Он придвинулся к ней ближе.
— И что же, в конце концов ты все-таки обожглась?
— Нет, не обожглась. Со мной в общем-то ничего не случилось. Игра так до конца и осталась игрой. Бывало, проходя мимо, я как бы случайно задену Ван Зила. Мелькну обнаженной во время купанья. Но он не выдержал. Ему этого было мало. И вдруг я поняла, что ему не до игр. В один прекрасный день он набросился на меня и начал целовать. Я испугалась, стала бороться с ним, закричала. Прибежал муж. Они схватились не на жизнь, а на смерть. Наконец Ван Зил вырвался и убежал в заросли. И там застрелился. — Она сидела молча и глядела в темнеющий мир, который простирался вокруг. — Я виновата в его смерти. Разве я думала, что все так кончится, разве хотела этого ужаса? А этот ужас случился, случился по моей вине. После смерти Ван Зила мы с Ларсоном беспрерывно ссорились. Он стал мне противен физически. И когда он это понял, в нем вдруг проснулось желание, какого никогда не было раньше. Но я не подпускала его к себе. Он стал уходить в лес, бродил там подолгу один. Ловил бабочек и птиц. А потом заблудился. Здесь я тоже была виновата, как ты думаешь?

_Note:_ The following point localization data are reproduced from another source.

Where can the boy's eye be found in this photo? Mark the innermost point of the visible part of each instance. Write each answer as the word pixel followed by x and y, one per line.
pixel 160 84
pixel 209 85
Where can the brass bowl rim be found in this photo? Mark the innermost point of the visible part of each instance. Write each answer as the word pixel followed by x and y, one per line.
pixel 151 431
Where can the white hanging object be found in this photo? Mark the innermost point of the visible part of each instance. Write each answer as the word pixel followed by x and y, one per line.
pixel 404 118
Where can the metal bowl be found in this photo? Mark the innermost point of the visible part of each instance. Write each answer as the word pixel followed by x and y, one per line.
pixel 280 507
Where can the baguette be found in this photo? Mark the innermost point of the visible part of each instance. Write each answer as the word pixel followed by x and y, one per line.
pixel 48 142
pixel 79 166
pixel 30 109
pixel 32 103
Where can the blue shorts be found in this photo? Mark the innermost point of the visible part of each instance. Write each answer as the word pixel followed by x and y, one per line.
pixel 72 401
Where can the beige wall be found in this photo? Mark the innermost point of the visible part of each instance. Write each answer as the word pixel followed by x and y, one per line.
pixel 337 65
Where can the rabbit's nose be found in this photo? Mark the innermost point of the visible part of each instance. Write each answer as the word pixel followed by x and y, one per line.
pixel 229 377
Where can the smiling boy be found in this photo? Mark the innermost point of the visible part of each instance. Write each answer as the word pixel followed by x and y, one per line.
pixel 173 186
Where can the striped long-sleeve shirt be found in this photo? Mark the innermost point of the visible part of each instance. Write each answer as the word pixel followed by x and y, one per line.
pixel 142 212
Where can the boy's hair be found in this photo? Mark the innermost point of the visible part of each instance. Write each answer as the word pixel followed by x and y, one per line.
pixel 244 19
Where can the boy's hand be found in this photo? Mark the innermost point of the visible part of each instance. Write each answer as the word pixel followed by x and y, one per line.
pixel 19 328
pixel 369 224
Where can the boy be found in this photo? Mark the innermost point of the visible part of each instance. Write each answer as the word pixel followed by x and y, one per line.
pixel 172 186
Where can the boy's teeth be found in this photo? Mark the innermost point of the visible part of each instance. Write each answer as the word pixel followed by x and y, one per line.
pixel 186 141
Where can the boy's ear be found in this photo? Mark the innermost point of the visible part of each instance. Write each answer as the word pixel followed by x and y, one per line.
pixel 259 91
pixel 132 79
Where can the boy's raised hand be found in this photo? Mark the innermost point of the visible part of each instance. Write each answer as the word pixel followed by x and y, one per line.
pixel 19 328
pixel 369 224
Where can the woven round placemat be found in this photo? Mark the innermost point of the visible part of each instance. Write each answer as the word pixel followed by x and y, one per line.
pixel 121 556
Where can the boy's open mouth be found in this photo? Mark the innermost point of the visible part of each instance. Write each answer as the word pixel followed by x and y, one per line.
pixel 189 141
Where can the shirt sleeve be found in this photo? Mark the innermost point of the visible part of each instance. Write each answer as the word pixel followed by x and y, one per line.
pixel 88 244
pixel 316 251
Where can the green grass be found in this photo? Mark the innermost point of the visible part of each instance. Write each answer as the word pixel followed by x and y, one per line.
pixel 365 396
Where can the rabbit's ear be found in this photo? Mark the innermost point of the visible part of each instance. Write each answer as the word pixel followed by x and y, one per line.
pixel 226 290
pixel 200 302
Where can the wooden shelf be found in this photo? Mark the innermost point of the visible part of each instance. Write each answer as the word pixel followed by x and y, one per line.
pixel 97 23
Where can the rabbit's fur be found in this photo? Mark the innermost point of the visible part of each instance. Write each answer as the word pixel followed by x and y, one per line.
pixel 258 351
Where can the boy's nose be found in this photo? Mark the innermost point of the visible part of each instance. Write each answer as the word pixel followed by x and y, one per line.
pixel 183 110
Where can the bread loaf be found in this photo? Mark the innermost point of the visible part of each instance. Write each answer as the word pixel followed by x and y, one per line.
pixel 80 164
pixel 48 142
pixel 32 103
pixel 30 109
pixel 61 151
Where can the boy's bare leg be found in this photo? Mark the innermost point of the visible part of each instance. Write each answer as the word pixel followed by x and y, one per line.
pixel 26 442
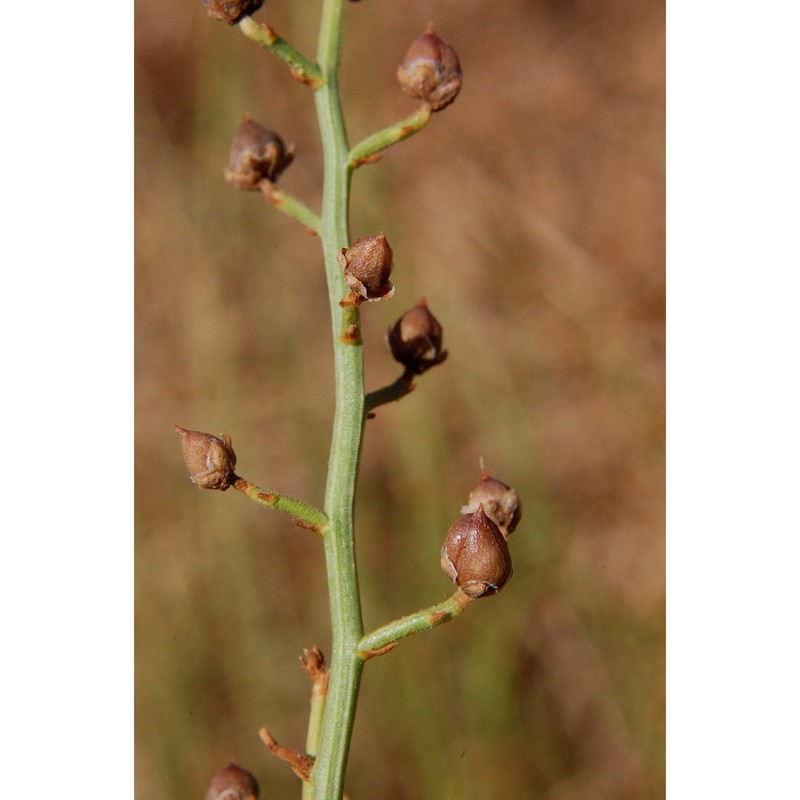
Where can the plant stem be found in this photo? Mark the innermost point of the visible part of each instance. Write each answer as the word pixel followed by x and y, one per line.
pixel 346 626
pixel 301 68
pixel 391 393
pixel 365 149
pixel 423 620
pixel 313 517
pixel 291 206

— Думай, не думай, теперь беде не поможешь, — сказал он. — Ты только зря себя растравляешь.
— Но я боюсь себя, не понимаю и боюсь.
— А ты и не старайся себя понять. Предоставь это мне.
«Для всех других я была всего лишь женщина, забава, игрушка, — подумала она. — Ты первый, кто увидел во мне человека. И потому я осмелилась быть с тобой женщиной. Но есть во мне какая-то тайная сила, я не могу ее постичь и боюсь».
Пейзаж после заброшенной фермы сделался еще более безотрадным. Раньше им хоть иногда встречались чахлые кустики с пепельной листвой, которые питала вода подземных источников, узкие пересохшие речушки, где меж камней можно было найти небольшую лужицу. Теперь долина между двумя грядами гор превратилась в огромное плоскогорье, и сухая земля стала твердой как камень. Каждый день они видели грифов, иногда далеко, иногда совсем близко: эта страна была полна смертью. Живность встречалась все реже, и то лишь ящерицы, черепахи, змеи. Иногда они слышали крик дрофы или цесарки. Газели, антилопы, зебры почти совсем исчезли. Камни и песок были раскалены, точно уголья, земля растрескалась, их путь то и дело перерезали овраги, похожие на зияющие раны.
Они с самого начала были уверены, что скоро все вокруг зазеленеет, покроется растительностью, что в небе соберутся тучи, прольется дождь, и облик мира вокруг них изменится. Ведь сейчас весна, и рано или поздно дожди начнутся, нужно только не терять терпения и ждать.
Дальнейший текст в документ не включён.